Manche Organisationen, die heute einen Übergang von Skype for Business zu Microsoft Teams planen, wissen nicht genau, welche Optionen es gibt oder wo sie anfangen sollten. In unserem Workshop Bewirken Sie eine nachhaltige Akzeptanz und kontrollieren Sie die Bereitstellung Ihrer Teams erhalten Sie alle Antworten, die Sie benötigen, um Ihre Organisation erfolgreich von Skype in Microsoft Teams zu migrieren!
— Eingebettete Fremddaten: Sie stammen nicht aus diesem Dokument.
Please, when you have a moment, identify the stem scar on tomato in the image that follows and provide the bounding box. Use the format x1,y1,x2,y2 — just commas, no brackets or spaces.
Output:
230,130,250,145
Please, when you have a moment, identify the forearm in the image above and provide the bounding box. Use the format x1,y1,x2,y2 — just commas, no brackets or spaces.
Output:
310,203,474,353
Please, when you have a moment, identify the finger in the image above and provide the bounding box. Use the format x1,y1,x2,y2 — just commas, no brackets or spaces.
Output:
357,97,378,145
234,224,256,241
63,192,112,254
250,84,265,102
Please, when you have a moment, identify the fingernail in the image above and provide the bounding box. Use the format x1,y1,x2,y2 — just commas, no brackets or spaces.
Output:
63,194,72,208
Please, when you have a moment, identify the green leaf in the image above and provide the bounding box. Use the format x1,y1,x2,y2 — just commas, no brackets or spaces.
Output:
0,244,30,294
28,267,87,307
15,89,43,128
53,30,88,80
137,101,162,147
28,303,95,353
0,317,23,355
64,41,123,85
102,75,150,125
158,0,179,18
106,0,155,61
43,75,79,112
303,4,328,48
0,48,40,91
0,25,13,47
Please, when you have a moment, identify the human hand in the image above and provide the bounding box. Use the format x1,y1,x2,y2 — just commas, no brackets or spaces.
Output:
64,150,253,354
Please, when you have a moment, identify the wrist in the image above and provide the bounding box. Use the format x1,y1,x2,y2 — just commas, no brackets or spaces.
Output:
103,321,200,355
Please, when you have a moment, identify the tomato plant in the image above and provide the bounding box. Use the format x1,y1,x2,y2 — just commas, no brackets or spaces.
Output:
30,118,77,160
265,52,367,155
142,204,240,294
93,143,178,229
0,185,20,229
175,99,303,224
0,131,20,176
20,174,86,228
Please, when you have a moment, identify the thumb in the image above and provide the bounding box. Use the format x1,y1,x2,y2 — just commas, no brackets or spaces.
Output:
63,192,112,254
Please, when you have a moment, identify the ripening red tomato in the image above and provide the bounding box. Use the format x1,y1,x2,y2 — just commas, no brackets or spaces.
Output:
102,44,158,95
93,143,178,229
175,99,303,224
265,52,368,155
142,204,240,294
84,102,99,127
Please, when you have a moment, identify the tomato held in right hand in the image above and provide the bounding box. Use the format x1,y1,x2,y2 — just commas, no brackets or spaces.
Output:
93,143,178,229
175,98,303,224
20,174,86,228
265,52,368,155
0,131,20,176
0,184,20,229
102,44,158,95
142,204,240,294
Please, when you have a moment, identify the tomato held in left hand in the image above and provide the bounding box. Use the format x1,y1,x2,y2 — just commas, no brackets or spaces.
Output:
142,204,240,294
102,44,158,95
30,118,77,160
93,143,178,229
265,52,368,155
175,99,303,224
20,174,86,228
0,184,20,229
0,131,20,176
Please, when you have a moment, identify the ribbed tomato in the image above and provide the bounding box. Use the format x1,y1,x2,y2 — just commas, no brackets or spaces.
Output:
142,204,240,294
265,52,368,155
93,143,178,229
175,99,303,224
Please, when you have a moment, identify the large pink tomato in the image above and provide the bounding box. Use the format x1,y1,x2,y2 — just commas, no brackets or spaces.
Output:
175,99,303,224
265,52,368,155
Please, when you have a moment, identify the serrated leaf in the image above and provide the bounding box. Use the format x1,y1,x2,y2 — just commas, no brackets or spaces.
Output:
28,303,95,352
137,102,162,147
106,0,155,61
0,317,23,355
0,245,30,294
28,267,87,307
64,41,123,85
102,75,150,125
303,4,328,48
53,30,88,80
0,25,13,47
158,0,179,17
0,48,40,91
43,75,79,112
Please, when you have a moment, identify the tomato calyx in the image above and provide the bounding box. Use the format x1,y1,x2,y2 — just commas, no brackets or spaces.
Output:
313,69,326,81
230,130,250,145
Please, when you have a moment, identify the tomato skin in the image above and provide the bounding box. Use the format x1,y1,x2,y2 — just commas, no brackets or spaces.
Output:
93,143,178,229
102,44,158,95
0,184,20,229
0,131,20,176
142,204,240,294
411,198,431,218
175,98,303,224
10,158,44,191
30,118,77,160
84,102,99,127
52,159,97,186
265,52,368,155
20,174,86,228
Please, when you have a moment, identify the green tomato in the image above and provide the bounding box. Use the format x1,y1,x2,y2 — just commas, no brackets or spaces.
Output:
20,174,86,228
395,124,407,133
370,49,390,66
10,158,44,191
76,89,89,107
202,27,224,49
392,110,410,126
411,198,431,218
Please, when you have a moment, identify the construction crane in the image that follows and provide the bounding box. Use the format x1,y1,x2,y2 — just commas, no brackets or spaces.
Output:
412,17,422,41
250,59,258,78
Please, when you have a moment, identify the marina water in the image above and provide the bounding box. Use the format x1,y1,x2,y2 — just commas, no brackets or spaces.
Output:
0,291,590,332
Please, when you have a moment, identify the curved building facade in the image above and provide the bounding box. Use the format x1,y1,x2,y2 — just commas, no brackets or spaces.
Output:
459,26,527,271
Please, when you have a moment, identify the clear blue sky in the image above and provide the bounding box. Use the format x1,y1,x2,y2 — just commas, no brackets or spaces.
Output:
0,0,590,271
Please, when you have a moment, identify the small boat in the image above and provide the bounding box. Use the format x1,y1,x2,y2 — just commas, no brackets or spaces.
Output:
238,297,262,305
Technischer Support für Benutzer in der Übergangsphase

In Bezug auf die technischen Aspekte, die mit der Außerbetriebnahme von Skype for Business und der Überführung der Benutzer in Microsoft Teams verbunden sind, muss mehr bedacht werden als die verschiedenen Optionen, die diesbezüglich zur Auswahl stehen. Wie sieht es z. B. mit der Interoperabilität dieser zwei Umgebungen aus und wie nehmen die Benutzer die Umstellung letztlich wahr? Zudem ist zu berücksichtigen, wie sich die Migration auf die Admins auswirkt. Wie gehen Sie auf der individuellen Benutzer- und Gruppenbasis damit um? Mit all diesen Themen werden wir uns auseinandersetzen.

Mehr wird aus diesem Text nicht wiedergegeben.